Francisco, On Tue Dec 16 2014 at 1:42:59 PM Francisco José Tapia <fjtapia@gmail.com> wrote:

...

Hi Steven,

I thought all the program was checked, but obviously not. Now in the folder you have a shell script with the command for to compile and link with optimization ( by example make_benchmark_sort_03.sh), and a make_all.sh which compile all. Open a terminal in the folder, and compile and run

Great! Thanks. I ran everything, and the only failure was with benchmark_sort_indirect: ./benchmark_sort_indirect Size of element 8 Number of elements :100000000 terminate called after throwing an instance of 'std::system_error' what(): Enable multithreading to use std::thread: Operation not permitted Aborted (core dumped)

...

As suggested me, change the number generator and now use a Mersenne of the standard library.

Thanks

...

The stable sort is less used than the non stable sort, but sometimes is important. I developed because in my project have a proxy , which receives the operations over the elements defined by a key. The proxy sort, and send the operations to the corresponding thread, and it is not the same, read the value of a key and after delete that key, than delete the key and after try to read the value. I can't add a time mark for to know which arrived before

Fair enough.

...

As say in the previous message, the stable sort, with 1 thread need 2.7, and with 4 HW threads need 8.49, around 3 times the time of 1 thread. And the countertree::merge_sort need 2.7 for to sort with 1 thread and with 4 HW threads need 4.89, secs ( See the [Original test_stress_sort.cpp ] )

This show countertree::merge_sort is a good for to use in a parallel SW and GCC std::stable_sort is bad.

...

with all the size of elements. But in the parallel process, when the size of the elements grow, the poor scalability appear.
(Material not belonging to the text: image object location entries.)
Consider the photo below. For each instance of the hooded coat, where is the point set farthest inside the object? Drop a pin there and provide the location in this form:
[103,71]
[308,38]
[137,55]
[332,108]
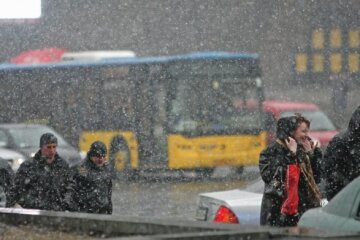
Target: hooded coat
[40,185]
[341,162]
[91,188]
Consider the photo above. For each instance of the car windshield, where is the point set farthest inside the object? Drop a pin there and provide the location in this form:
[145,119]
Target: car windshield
[29,137]
[319,121]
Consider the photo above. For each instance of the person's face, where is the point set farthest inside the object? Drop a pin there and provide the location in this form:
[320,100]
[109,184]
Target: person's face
[99,160]
[301,133]
[48,151]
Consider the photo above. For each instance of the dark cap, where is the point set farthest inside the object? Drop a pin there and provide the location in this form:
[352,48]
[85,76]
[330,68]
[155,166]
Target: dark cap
[47,138]
[97,148]
[285,126]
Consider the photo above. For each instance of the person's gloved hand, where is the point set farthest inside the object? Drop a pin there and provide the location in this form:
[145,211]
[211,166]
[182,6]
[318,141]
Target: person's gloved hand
[289,220]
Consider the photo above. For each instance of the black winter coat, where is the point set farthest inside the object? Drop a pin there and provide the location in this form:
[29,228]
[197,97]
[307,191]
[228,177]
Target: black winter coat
[92,188]
[39,185]
[342,157]
[274,156]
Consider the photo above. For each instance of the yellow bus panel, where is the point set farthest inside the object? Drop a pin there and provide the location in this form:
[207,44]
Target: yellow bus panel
[88,137]
[213,151]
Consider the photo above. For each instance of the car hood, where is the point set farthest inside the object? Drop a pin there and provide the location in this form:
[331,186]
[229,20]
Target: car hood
[235,197]
[69,154]
[323,136]
[244,204]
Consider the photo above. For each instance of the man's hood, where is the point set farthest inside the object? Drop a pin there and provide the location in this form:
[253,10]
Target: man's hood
[354,123]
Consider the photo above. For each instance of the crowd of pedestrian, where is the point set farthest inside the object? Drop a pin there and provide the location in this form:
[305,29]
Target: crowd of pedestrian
[46,182]
[293,166]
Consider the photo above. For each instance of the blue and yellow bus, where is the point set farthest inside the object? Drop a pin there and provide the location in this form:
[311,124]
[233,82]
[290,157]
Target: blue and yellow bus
[154,113]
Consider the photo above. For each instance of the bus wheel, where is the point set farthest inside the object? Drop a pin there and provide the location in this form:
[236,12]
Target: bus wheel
[120,159]
[204,173]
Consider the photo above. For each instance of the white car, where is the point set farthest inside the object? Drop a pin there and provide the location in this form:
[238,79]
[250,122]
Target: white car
[240,206]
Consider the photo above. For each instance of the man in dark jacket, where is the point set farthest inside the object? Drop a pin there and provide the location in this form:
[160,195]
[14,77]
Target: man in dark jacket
[41,182]
[91,182]
[341,162]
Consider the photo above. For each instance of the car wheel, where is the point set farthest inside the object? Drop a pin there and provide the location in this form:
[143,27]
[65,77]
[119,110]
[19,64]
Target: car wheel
[204,173]
[240,170]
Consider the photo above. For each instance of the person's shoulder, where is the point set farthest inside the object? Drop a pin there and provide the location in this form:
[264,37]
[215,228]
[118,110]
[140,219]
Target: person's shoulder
[61,162]
[339,138]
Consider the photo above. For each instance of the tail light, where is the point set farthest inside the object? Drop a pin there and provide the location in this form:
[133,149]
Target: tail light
[225,215]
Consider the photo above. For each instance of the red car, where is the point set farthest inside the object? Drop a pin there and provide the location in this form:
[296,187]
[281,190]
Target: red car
[321,128]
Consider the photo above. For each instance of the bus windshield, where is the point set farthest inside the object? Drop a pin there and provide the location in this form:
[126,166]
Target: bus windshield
[205,95]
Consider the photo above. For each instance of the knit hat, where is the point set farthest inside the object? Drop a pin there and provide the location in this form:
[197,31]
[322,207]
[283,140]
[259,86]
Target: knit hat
[47,138]
[97,148]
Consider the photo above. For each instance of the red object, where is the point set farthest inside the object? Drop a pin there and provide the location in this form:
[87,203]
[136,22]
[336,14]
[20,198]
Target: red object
[291,203]
[46,55]
[225,215]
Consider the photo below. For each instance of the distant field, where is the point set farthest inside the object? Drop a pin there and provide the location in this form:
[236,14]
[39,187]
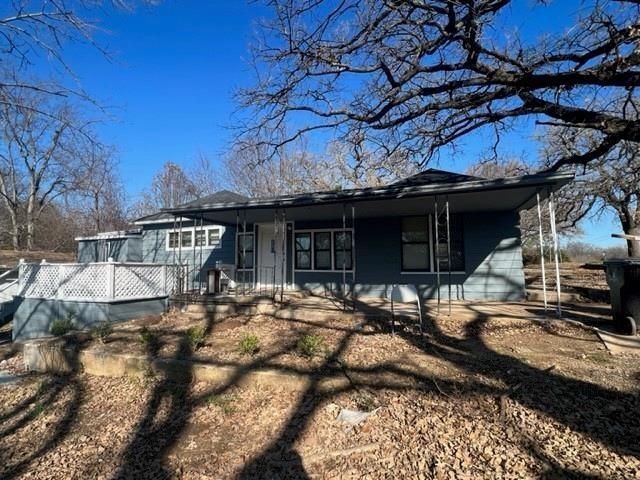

The next lines are are from Original benchmark_sort_05.cpp on my computer

With 128 bytes elements

Random elements, few repeated -----------------------

STL std::sort :2.9188 secs

countertree::intro_sort :2.87864 secs

parallel::sort :2.46113 secs

tbb::parallel_sort :1.86458 secs

countertree::parallel_sort:1.89263 secs

With 256 bytes elements

Random elements, few repeated ( rand() )-----------------------

STL std::sort :3.03143 secs

countertree::intro_sort :3.02733 secs

parallel::sort :2.23231 secs

tbb::parallel_sort :1.76186 secs

countertree::parallel_sort:1.56509 secs

As we can see the parallel process is ineffective with GCC parallel::sort with big objects.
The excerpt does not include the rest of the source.